I have the following html code:
<div class="jaHlC">
<div class="C" data-ft="true">
<div class="IuRIu"
<span>
<span class="biGQs _P fiohW uuBRH">
90 places sorted by traveler favorites</span>
</span>
<span class="nzZVd PJ">
I need to extract the text saying "90 places sorted by traveler favorites"
My python code is the following which does not work to extract the text:
from selenium import webdriver
from selenium.webdriver.common.by import By
from selenium.webdriver.support.ui import WebDriverWait
from selenium.webdriver.support import expected_conditions as EC
url = "https://www.tripadvisor.com/Attraction_Products-g28922-t21629-zfg21594-Alabama.html"

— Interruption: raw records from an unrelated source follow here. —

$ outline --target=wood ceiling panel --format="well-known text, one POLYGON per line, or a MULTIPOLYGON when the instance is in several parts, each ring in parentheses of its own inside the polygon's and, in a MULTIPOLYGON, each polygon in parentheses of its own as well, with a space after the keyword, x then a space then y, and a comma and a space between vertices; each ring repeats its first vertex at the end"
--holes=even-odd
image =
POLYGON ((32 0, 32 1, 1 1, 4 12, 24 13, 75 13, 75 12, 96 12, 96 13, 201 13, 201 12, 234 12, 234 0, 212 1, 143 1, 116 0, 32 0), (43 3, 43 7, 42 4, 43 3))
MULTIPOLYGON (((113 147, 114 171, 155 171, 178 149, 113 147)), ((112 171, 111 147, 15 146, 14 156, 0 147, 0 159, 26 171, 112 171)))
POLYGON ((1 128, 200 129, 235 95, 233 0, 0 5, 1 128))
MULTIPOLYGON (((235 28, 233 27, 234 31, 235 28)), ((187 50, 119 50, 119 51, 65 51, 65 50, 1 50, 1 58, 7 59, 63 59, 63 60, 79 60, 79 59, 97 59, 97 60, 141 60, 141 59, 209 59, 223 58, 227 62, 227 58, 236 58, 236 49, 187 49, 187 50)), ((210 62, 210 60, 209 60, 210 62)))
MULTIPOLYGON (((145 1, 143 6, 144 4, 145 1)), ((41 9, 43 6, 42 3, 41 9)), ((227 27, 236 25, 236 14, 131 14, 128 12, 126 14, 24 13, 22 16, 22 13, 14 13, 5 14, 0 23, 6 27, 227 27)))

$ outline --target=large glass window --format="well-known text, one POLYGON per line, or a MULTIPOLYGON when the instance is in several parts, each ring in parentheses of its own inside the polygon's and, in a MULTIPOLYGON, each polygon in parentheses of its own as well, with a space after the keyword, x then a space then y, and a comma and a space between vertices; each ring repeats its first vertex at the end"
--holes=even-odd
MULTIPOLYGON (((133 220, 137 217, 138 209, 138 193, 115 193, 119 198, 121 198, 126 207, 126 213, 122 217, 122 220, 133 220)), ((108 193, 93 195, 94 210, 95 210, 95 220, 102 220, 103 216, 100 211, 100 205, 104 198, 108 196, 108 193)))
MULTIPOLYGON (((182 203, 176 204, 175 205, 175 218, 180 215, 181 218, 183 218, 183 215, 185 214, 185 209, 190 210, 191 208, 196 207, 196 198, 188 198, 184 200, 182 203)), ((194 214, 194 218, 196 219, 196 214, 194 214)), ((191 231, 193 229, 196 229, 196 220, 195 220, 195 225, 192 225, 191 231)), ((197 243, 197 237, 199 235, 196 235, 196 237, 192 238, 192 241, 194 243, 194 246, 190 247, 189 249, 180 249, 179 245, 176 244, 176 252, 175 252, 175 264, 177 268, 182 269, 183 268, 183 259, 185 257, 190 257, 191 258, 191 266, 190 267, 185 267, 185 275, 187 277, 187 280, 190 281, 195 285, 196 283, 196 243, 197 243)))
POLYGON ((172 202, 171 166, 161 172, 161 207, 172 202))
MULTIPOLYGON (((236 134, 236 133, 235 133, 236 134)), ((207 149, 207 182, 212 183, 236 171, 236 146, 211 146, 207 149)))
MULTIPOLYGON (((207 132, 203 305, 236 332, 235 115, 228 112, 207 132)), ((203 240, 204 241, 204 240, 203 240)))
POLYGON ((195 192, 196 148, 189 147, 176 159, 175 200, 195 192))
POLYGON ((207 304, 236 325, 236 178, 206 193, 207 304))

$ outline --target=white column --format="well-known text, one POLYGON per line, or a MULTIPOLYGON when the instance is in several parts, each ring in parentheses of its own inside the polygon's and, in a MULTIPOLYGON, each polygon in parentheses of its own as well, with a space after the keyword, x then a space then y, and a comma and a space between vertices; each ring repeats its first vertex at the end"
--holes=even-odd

driver = webdriver.Firefox()
driver.get(url)
WebDriverWait(driver, 15).until(EC.element_to_be_clickable((By.ID, 'onetrust-accept-btn-handler'))).click()
# attempt 1 : does not work
#number = driver.find_element(By.XPATH, '//span[@class="biGQs _P fiohW uuBRH"]')
# attempt 2: does not work
#number = driver.find_element(By.XPATH, "/html/body/div[1]/main/div[1]/div/div[3]/div/div[2]/div[2]/div[2]/div/div/div[2]/div/div[2]/div/div/section[2]/div/div/div/span[1]/span")
# attempt 3: does not work either
number = driver.find_element(By.CSS_SELECTOR, "span.uuBRH")
Please suggest how I can extract the text. Thank you in advance.
The classname attribute values like biGQs
, fiohW
, uuBRH
, etc, are dynamically generated and is bound to change sooner/later. They may change next time you access the application afresh or even while next application startup. So can't be used in locators.
To extract the text 90 places sorted by traveler favorites ideally you need to induce WebDriverWait for the visibility_of_element_located() and you can use either of the following locator strategies:
Using CSS_SELECTOR and text attribute:
driver.get("https://www.tripadvisor.com/Attraction_Products-g28922-t21629-zfg21594-Alabama.html")
print(WebDriverWait(driver, 20).until(EC.visibility_of_element_located((By.CSS_SELECTOR, "section[data-automation=WebPresentation_WebSortDisclaimer] div > span > span"))).text)
Using XPATH and get_attribute("innerHTML")
:
driver.get("https://www.tripadvisor.com/Attraction_Products-g28922-t21629-zfg21594-Alabama.html")
print(WebDriverWait(driver, 20).until(EC.visibility_of_element_located((By.XPATH, "//section[@data-automation='WebPresentation_WebSortDisclaimer']//div/span/span"))).get_attribute("innerHTML"))
Console output:
90 places sorted by traveler favorites
Note : You have to add the following imports :
from selenium.webdriver.support.ui import WebDriverWait
from selenium.webdriver.common.by import By
from selenium.webdriver.support import expected_conditions as EC
You can find a relevant discussion in How to retrieve the text of a WebElement using Selenium - Python
Link to useful documentation:
get_attribute()
method Gets the given attribute or property of the element.
text
attribute returns The text of the element.